In October, services exports recorded confidence boosting 11.9 percent growth, and in seven months, of 9.8 percent. Services imports ($118.9 billion), about 50 percent of services exports, recorded much smaller growth of 3.4 percent.
India’s services exports are hugely dependent on information technology services (more than 60 percent). A structural change is underway in terms of technology and immigration policies. While global capability centres (GCCs) exports are growing well, traditional business process outsourcing (BPO) and other IT services exports are slowing down/declining.
With artificial intelligence, auto-programming, and IT capabilities rising all over, IT services exports are unlikely to maintain a good growth over a longer time-frame. India has an excessive US dependence problem as well.
India has not got its act together in other services exports — travel, education, and transport —where our exports remain highly subdued whereas imports keep growing. While India’s edge in services exports seems secure for some years, its moderating growth will impacts its surplus.
India Needs Bold Trade Reforms
Quite a few fundamental reforms and measures are needed
Let us conclude long-pending foreign trade and investment agreements/treaties with US, EU, and also China, which can transform India into a production and export powerhouse for new industrial products (including automobiles).
We need to strengthen our services export edge by opening up education, health, accounting, legal, and personal services. Travel and transport infrastructure and services have to be thoroughly overhauled.
If we simply keep skidding from one negotiation to another without completing deals and don’t undertake bold reforms, India’s merchandise exports will remain stagnant for many years like during 2014 and 2018.

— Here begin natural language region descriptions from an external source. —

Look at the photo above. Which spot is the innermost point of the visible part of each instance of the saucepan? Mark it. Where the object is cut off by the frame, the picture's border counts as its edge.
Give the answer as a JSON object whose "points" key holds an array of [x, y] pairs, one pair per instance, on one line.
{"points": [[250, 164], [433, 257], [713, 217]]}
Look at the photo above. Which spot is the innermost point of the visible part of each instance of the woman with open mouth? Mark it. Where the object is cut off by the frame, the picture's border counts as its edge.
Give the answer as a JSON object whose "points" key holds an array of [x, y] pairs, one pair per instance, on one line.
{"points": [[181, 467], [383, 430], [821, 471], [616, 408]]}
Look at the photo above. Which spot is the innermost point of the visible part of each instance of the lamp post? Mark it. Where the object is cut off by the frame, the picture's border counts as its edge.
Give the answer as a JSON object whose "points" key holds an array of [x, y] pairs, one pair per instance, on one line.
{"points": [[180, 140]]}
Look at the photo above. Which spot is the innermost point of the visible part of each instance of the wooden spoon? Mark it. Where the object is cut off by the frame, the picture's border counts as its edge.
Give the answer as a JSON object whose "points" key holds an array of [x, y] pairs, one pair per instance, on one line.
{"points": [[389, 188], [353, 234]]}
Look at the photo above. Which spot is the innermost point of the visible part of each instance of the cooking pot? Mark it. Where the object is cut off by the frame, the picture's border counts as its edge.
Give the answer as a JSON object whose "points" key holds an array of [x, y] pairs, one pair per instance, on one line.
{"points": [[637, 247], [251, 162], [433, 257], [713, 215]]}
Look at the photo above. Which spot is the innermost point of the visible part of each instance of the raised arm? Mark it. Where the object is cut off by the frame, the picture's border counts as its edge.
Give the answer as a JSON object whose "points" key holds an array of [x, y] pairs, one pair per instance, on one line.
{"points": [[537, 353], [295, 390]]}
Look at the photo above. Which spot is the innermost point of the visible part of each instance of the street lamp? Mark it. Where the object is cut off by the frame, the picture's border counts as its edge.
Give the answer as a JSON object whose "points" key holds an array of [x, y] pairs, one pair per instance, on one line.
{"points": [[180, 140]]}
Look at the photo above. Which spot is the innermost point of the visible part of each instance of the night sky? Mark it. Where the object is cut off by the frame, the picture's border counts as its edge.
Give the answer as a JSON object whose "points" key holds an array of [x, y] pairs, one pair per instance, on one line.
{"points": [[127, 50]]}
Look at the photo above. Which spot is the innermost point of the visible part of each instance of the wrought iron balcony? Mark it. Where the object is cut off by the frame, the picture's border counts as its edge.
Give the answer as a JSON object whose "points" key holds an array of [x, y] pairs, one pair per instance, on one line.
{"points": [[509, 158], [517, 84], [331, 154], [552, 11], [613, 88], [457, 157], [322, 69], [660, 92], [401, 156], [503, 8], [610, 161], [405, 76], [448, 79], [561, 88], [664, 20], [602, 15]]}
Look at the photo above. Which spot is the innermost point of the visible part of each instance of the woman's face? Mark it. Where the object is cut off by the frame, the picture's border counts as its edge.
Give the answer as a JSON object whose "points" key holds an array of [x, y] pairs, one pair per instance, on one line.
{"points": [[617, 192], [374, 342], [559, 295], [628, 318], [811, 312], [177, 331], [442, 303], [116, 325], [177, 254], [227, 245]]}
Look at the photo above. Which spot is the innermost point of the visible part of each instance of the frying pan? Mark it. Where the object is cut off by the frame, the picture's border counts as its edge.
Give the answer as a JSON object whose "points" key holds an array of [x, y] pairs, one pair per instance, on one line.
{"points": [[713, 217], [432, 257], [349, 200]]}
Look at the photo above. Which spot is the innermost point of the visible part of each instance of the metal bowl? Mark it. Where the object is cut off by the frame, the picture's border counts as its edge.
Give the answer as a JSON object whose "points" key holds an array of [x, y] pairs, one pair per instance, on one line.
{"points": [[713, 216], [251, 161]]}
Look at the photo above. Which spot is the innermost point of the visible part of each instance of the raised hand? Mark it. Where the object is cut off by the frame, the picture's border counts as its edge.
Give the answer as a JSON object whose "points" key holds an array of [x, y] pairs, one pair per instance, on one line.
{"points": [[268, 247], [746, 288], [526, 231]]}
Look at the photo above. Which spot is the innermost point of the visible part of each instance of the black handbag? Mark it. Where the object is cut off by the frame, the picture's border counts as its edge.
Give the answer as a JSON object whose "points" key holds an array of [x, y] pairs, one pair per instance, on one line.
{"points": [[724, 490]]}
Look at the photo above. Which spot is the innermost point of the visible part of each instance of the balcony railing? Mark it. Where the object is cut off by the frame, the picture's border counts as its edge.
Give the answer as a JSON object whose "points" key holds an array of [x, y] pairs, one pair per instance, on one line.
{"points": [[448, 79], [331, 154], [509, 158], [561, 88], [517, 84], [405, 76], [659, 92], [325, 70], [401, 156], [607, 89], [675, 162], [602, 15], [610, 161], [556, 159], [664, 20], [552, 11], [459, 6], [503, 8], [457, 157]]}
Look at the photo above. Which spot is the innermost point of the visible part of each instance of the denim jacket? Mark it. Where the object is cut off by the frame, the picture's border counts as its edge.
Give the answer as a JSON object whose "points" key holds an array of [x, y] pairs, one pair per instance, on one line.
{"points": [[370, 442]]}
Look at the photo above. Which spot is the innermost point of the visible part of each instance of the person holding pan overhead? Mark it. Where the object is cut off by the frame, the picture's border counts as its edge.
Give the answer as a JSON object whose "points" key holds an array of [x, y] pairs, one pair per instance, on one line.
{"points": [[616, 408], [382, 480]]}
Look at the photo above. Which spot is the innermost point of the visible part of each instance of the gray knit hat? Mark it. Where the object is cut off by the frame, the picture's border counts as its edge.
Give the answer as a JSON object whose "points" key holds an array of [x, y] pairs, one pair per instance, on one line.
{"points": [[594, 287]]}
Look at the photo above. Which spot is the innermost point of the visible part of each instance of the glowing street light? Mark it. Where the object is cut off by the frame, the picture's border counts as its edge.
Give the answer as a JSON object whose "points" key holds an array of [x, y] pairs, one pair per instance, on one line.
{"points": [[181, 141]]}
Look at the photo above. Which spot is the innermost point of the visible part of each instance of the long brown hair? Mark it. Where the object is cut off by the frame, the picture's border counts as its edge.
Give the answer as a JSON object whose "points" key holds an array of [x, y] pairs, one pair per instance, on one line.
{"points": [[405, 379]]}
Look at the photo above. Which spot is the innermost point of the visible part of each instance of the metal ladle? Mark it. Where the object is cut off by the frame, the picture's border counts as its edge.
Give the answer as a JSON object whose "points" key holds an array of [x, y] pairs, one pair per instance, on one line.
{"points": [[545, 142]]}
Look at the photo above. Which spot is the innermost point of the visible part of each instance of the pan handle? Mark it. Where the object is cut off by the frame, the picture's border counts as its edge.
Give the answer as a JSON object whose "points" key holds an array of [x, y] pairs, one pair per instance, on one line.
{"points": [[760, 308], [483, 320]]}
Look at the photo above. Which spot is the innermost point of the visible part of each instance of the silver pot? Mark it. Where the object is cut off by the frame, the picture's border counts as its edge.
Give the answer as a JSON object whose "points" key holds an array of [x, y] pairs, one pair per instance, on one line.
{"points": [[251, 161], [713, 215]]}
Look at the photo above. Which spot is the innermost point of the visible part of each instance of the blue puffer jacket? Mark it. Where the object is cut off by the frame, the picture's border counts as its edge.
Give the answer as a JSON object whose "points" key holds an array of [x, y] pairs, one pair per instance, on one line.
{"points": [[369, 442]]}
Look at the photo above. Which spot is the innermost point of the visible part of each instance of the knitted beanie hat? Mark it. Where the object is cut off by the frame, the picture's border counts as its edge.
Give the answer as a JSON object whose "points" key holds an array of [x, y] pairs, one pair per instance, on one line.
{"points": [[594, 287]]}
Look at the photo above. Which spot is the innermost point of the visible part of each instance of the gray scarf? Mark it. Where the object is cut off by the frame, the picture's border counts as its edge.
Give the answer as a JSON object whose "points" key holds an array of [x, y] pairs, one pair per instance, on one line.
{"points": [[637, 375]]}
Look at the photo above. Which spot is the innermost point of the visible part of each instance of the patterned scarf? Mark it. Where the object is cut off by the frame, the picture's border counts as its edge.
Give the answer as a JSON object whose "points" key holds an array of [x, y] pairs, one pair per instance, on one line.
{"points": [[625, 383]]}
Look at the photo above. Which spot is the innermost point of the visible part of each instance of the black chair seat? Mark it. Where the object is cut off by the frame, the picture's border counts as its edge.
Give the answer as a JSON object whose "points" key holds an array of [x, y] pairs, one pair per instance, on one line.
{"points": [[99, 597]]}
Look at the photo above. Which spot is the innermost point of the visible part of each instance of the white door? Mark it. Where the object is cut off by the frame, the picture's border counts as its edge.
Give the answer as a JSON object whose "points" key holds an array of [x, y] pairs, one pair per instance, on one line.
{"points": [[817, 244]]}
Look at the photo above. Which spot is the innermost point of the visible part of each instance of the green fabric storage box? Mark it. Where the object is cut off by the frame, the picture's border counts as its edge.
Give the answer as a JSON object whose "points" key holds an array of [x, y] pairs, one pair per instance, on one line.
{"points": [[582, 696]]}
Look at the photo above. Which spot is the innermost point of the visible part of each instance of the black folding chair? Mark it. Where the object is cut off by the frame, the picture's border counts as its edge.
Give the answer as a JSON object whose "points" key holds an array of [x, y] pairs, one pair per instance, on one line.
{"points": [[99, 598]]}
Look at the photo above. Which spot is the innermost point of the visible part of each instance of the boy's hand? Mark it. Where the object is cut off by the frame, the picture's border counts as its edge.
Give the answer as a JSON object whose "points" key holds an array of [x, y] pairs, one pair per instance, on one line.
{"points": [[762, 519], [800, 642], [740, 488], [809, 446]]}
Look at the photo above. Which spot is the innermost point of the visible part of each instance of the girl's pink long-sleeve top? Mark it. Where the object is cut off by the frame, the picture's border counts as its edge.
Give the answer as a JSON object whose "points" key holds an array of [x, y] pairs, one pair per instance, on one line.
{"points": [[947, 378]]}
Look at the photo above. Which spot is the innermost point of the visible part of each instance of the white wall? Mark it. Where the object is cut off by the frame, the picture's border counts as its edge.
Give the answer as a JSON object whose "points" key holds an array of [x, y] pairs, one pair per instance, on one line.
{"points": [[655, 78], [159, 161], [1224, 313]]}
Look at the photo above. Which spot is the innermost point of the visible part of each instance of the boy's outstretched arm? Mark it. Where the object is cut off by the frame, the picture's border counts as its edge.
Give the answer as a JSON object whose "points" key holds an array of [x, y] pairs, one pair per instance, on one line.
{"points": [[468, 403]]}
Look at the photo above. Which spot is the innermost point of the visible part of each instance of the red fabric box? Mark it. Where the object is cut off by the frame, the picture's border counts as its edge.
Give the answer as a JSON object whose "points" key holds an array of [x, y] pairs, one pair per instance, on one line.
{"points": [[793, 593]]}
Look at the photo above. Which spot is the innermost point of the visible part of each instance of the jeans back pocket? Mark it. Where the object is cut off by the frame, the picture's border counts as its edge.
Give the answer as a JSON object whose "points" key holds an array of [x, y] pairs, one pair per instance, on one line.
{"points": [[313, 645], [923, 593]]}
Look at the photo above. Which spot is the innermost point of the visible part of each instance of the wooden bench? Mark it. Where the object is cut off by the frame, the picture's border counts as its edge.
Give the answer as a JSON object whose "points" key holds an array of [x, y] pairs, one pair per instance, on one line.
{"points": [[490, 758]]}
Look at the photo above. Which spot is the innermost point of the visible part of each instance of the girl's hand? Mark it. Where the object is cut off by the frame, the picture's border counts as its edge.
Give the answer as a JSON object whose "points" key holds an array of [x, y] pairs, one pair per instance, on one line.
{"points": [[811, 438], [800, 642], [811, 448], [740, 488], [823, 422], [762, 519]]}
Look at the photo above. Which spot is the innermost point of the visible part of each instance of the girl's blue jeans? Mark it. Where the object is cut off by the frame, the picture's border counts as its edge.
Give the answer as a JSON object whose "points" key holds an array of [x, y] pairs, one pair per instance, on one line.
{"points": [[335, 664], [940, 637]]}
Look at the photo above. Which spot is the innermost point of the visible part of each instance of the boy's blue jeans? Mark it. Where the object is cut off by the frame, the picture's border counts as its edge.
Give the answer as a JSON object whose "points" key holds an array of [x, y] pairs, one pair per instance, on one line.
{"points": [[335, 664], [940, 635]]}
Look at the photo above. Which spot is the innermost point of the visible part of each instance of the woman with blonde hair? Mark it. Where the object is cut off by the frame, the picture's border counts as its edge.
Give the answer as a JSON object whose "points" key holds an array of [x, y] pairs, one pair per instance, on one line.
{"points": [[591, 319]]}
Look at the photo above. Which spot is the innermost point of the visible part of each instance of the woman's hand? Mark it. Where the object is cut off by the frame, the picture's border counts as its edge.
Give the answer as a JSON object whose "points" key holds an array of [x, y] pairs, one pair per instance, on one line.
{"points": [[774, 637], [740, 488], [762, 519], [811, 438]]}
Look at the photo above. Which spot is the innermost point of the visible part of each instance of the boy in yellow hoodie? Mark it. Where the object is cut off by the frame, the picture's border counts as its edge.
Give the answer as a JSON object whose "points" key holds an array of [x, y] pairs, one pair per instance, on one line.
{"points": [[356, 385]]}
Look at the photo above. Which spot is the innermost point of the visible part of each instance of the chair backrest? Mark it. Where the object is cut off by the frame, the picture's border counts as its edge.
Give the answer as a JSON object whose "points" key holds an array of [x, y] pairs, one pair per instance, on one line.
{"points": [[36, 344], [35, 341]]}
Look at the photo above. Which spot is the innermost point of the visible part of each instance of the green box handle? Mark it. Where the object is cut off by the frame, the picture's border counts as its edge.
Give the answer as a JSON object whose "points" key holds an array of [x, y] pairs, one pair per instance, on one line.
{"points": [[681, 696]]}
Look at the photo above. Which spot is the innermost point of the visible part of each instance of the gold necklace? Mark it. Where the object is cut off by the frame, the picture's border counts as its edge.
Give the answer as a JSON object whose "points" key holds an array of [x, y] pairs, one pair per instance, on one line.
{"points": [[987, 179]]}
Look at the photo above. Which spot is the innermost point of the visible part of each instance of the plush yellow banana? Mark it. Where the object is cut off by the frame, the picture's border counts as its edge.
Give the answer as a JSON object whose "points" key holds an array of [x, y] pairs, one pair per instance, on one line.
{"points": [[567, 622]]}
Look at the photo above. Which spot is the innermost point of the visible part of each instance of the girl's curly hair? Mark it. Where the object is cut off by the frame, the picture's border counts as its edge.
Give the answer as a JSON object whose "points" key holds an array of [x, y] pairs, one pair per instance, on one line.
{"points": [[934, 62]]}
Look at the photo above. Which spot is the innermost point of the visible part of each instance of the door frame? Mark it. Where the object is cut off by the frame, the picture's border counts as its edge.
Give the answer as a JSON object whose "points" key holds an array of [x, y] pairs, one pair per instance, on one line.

India’s merchandise trade deficit, almost $200 billion for seven months, might end-up between $350-$400 billion in 2025-26 and overall trade balance, at $78 billion, might touch $125-$150 billion. Our external trade vulnerability and weakness would remain un-mended structurally, perpetuating poor trade outcomes for years to come.
(Subhash Chandra Garg is the Chief Policy Advisor, SUBHANJALI, and Former Finance and Economic Affairs Secretary, Government of India. He's the author of many books, including 'The $10 Trillion Dream Dented, 'We Also Make Policy', and 'Explanation and Commentary on Budget 2025-26'. This is an opinion piece, and the views expressed above are the author’s own. The Quint neither endorses nor is responsible for the same.)